Я не ответил. Все поначалу расстраиваются, как Вика. Смотрят таким же вот непонимающим взглядом и пытаются докричаться, мол «что вы делаете, это ведь новое ОТКРЫТИЕ!!!». Я и сам когда-то был такой. Но потом понял: открытие открытию рознь. Не готов еще мир к «Электровизору», как не готов и к «аппарату для улучшения работы мозга», и к летающей платформе на магнитной тяге… А когда будет готов – тогда и поговорим.
С юным изобретателем, наверное, уже провел беседу специально подготовленный психолог из ОНО. Выдал себя за доктора наук или еще за кого-нибудь, и убедил забыть о приборе. И все у него будет в порядке, у этого парня. Расколотит свой «Электровизор» на мелкие кусочки, уйдет в запой на неделю, потом проспится – и начнет изобретать что-нибудь другое. А потом, возможно, мы снова наведаемся к нему в гости…

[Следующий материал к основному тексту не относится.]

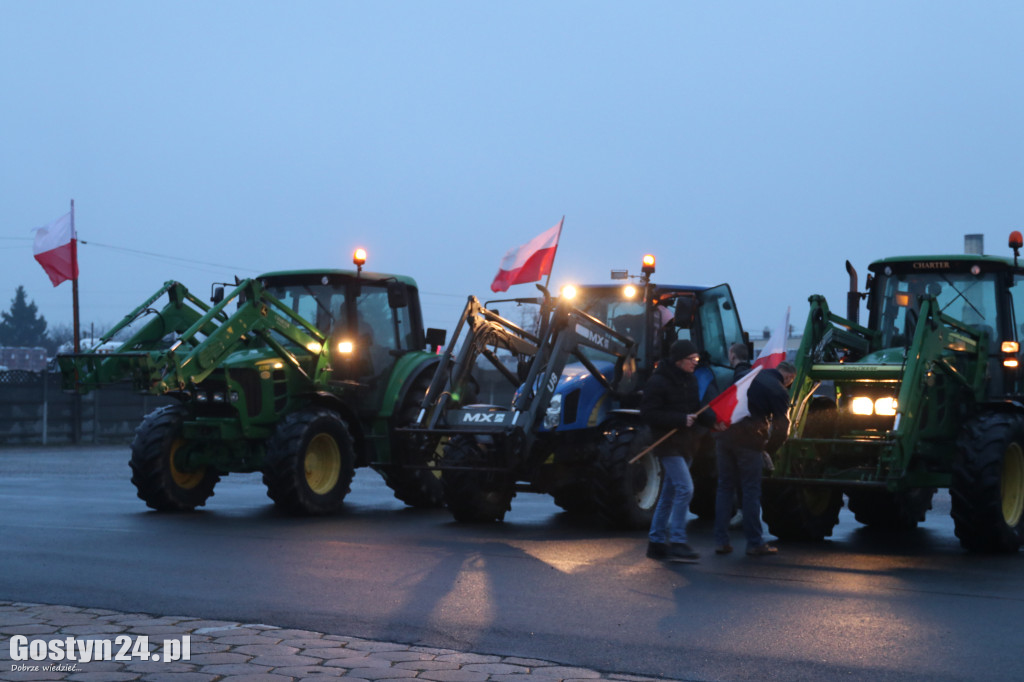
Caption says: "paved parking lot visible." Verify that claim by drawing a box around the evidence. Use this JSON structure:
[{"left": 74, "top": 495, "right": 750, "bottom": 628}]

– А вам не жалко? – тихо спросила Вика, опустив голову.
– Порой – очень жалко, – сознался я. – Ну, а что поделаешь?
– Да много что можно поделать! – горячо возразила она. – Сообщить на телеканалы! В прессу! Если у нас в стране никому не нужны новые изобретения, то может, хоть за границей кто-то заинтересуется!

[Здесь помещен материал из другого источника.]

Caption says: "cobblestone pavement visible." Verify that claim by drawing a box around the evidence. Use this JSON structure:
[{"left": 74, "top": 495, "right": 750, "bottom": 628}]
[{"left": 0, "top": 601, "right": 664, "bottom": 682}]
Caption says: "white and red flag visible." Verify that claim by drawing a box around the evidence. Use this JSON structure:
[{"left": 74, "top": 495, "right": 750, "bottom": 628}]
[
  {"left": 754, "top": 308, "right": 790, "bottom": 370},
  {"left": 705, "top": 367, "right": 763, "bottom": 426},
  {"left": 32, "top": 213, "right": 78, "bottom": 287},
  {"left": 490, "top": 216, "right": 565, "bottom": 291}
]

– И потом использует против нас же? Нет, спасибо. Этого наша власть точно не допустит.
– Но я ведь говорю не о власти! Я о людях говорю! Как подумаю о тех, парализованных, которые не могут даже с родными попрощаться… А мы с вами пришли, посмотрели на «Электровизор», и ушли. И всё!
Я подумал немного и вздохнул.
– Был у нас один проект в девяностые… Платформа Гребенникова. Слышала о такой?
Вика покачала головой.
– Ну так вот, этот Гребенников – он энтомолог, изучает разных насекомых. И он открыл так называемый ЭПС – «эффект полостных структур». Сначала мы как-то не очень этим интересовались, да и выкладки у него были… ну, прямо скажем, сомнительные. Он утверждал, что гнезда диких пчел, благодаря особой ячеистой структуре, создают вокруг себя некие силовые поля. Эти поля ничем не фиксируется: ни термометрами, ни электрометрами, ни радиометрами… Однако, если поднести к ним руку – почувствуешь давление и тепло. Мало того. Рядом с этими гнездами не работают калькуляторы, часы идут неправильно, и вообще много всего загадочного творится… Ну, пришли мы к этому Гребенникову, проверили – да, действительно, силовое поле! Что за поле, он и сам точно не знал. Мы подумали-подумали и не стали вмешиваться. А через несколько лет Гребенников нашел под Новосибирском какого-то жука, у которого длина крыльев не соответствовала весу тела.
- Как у шмеля?
- Да, именно, как у шмеля! Так вот, он стал изучать этого жука – и выяснил, что щетинки его панциря имеют те же «полостные структуры», что и в пчелиных гнездах. И знаешь что самое удивительное? Если взять эти щетинки отдельно и поднести их друг к другу внутренней стороной – они будут отталкивались, как магниты!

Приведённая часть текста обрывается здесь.